World Economy

Ex-Soviet Republics Hit by Russia Crisis

Ex-Soviet Republics Hit by Russia CrisisEx-Soviet Republics Hit by Russia Crisis

Russia’s economic turmoil has sent shock waves across former Soviet republics as the ruble’s collapse pushes the crisis into the region with strong ties to Moscow, analysts said.

Under the pressure of falling oil prices and western sanctions over the Ukraine conflict, the ruble this year plunged by 40 percent against the dollar and the euro, pulling the currencies of many ex-Soviet countries to the bottom, AFP reported.

“Russia is dragging ex-Soviet countries into an economic crisis,” said Igor Nikolayev, the director of the FBK Strategic Analysis Institute. “Their trade with Russia and remittances by migrants working in Russia shrink as the ruble weakens.”

Besides the economic fallout, the impact of the Russian crisis on its ex-Soviet neighbors is likely to have a geopolitical dimension as well.

On January 1, the Russia-led Eurasian Customs Union which also includes Belarus, Kazakhstan and Armenia is to morph into the Eurasian Economic Union (EEU).
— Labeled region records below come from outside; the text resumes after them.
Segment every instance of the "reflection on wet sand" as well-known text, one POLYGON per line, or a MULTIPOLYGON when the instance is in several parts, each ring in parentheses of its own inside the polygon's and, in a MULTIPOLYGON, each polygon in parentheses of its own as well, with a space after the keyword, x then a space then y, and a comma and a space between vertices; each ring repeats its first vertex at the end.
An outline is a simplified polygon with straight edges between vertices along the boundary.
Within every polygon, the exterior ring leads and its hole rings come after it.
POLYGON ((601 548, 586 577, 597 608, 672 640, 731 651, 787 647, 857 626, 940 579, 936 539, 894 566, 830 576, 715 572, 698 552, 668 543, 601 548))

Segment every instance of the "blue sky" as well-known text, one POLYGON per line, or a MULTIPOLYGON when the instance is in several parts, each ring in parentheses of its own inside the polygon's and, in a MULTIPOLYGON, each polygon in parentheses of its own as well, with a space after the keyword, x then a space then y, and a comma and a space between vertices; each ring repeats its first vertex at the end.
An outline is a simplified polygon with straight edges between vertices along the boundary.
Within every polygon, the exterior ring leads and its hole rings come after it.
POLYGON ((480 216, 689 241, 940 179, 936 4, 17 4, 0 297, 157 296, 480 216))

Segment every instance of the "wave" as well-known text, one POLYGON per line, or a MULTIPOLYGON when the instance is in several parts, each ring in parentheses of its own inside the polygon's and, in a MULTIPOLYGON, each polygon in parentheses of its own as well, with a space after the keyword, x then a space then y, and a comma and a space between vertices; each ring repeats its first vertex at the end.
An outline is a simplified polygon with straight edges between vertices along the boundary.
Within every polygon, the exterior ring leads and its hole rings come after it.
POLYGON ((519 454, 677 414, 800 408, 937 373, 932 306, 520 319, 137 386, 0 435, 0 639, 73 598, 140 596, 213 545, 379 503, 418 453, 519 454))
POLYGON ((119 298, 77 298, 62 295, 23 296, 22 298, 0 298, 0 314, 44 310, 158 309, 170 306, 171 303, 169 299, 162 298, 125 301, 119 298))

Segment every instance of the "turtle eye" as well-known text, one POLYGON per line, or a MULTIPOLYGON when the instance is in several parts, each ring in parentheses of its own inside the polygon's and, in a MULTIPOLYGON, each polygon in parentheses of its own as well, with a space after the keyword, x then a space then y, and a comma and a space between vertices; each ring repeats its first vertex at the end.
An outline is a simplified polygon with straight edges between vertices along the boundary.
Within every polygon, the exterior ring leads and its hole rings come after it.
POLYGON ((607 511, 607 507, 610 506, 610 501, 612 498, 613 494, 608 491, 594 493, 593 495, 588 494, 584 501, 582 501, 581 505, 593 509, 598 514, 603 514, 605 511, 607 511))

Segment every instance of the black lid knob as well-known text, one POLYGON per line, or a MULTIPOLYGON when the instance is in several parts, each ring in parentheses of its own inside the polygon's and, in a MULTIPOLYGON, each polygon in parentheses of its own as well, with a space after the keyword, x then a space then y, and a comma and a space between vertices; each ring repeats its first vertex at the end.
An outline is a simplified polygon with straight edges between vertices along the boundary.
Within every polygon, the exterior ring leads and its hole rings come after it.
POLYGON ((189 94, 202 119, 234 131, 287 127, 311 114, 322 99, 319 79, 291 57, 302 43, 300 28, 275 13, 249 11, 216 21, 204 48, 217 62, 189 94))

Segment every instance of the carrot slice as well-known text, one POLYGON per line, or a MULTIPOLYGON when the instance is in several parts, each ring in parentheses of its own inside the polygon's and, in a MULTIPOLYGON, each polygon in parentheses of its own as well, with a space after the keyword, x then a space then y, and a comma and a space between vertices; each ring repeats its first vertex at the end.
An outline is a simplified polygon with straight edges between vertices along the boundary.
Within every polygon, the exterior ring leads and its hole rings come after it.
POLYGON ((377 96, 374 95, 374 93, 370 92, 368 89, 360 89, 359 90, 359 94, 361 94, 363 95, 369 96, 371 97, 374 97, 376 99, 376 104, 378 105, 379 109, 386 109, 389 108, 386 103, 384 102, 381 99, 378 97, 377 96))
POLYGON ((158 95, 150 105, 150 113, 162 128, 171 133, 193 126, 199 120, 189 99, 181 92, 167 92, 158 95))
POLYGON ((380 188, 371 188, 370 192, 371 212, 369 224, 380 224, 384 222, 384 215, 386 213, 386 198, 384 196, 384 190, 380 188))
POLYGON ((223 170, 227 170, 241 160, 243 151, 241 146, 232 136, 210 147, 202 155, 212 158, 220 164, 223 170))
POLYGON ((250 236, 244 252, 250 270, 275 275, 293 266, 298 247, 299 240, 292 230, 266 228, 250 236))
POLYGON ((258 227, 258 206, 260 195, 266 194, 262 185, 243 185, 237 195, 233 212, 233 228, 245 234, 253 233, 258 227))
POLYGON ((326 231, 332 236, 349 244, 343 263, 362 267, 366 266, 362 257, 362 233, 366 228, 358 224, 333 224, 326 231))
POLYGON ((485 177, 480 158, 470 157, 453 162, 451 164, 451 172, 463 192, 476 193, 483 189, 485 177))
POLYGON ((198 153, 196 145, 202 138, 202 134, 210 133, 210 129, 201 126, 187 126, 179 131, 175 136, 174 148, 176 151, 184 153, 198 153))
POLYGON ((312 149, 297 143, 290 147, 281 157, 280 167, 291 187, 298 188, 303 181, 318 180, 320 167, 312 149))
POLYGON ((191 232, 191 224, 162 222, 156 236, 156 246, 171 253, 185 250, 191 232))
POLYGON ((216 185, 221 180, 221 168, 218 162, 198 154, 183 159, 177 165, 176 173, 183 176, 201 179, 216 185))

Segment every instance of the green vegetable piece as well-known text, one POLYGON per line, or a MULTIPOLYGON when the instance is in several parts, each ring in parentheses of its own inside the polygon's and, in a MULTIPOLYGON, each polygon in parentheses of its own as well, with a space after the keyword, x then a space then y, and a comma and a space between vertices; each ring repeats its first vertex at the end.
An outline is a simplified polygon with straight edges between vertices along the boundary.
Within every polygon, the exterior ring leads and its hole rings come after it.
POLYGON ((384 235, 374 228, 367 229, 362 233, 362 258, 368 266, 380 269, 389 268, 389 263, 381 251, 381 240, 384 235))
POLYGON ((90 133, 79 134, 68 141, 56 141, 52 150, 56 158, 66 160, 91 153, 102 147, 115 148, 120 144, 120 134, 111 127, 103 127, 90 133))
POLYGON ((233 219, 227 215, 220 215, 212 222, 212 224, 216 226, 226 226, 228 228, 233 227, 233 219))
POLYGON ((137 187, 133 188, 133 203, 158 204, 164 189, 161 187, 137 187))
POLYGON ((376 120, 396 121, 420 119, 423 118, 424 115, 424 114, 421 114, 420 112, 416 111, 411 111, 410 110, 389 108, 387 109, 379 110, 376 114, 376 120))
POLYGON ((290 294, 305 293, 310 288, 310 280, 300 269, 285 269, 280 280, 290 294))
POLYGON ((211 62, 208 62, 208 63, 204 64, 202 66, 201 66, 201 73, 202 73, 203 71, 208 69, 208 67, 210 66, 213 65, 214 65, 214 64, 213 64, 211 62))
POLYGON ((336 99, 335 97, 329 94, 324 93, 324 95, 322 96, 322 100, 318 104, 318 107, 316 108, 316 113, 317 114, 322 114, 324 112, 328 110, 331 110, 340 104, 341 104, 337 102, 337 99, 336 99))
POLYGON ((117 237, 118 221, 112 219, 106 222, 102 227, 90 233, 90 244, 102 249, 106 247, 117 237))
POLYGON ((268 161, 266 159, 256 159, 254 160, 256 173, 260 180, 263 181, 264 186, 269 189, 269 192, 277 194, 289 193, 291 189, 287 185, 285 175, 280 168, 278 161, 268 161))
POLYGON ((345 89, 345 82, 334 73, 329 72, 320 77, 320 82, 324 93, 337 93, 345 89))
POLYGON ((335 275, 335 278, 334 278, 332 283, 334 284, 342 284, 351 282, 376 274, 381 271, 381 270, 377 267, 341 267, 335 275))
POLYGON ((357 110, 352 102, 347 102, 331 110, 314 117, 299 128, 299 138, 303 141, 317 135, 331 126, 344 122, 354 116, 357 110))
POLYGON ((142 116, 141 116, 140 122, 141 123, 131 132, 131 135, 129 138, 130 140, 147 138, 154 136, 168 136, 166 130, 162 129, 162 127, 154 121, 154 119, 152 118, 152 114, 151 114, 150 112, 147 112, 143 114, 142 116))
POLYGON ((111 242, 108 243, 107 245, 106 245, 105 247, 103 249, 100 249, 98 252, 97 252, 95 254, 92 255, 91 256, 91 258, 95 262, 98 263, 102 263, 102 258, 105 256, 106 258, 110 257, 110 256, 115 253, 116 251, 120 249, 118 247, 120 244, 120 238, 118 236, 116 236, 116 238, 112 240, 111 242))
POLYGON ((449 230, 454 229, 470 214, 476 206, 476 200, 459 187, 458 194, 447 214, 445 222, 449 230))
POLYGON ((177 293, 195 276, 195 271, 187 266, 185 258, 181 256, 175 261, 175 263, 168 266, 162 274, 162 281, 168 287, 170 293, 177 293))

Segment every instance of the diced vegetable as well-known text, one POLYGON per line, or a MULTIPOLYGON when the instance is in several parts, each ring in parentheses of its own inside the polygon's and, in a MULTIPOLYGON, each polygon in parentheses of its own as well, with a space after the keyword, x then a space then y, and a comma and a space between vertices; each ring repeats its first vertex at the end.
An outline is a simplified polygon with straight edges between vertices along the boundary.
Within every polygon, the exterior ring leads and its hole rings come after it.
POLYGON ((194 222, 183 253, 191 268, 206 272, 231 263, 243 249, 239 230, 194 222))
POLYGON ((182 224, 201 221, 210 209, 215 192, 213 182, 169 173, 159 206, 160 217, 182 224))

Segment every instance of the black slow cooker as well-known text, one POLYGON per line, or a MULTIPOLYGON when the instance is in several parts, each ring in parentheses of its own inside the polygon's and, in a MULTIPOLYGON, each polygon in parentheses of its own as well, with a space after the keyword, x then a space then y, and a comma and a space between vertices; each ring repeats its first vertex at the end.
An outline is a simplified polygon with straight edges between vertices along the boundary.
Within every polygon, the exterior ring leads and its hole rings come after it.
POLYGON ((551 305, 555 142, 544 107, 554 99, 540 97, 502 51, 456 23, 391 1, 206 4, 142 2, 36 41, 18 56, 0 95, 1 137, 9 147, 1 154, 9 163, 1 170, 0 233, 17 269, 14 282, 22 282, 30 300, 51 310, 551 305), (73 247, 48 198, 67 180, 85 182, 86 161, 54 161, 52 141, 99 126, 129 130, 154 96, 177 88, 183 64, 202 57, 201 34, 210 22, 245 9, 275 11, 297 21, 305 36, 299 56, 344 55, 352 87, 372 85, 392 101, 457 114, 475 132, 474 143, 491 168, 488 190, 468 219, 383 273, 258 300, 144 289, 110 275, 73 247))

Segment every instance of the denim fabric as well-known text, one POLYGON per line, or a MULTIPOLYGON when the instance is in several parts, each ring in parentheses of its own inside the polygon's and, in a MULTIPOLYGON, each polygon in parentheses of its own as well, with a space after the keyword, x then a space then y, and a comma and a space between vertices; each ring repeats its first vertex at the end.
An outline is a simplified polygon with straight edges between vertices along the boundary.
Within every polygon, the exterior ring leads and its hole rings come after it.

But the fate of the project – championed by President Vladimir Putin to reassert Moscow’s influence over its Soviet-era vassals – now looks uncertain, said Nikolayev.

Belarusssian President Alexander Lukashenko has already demanded that trade between the EEU countries be carried out in dollars instead of national currencies. “The Eurasian Union is exposed to a very big risk” because of the Russia crisis, said Kazakh leader Nursultan Nazarbayev.


 Sad Picture

Moscow’s closest allies in the post-Soviet era, the Customs Union member countries were the first to feel the aftershocks of Russia’s shaken economy, which shrank in November for the first time since October 2009.

Lukashenko has admitted Belarus – with around 40 percent of its exports bound for Russia – has been hit hard by Moscow’s troubles.

In December, Belarussians rushed to convert their savings to dollars and euros, fearing devaluation of their currency, which has so far fallen more than 13 percent against the greenback.

The panic forced the country’s central bank to introduce a 30-percent tax on all foreign currency purchases and raise interest rates to encourage citizens to keep their money in the bank.

Energy-rich Kazakhstan faces an uphill battle to protect the national industry as exports to the Customs Union countries fell this year by more than 12 percent and the domestic market was flooded with cheap Russian goods as the ruble collapsed.

Russia’s economic crisis “poses the risk of declining demand for our exports and subsequently of an economic slowdown,” Kazakhstan’s Finance Minister Bakhyt Sultanov said last week.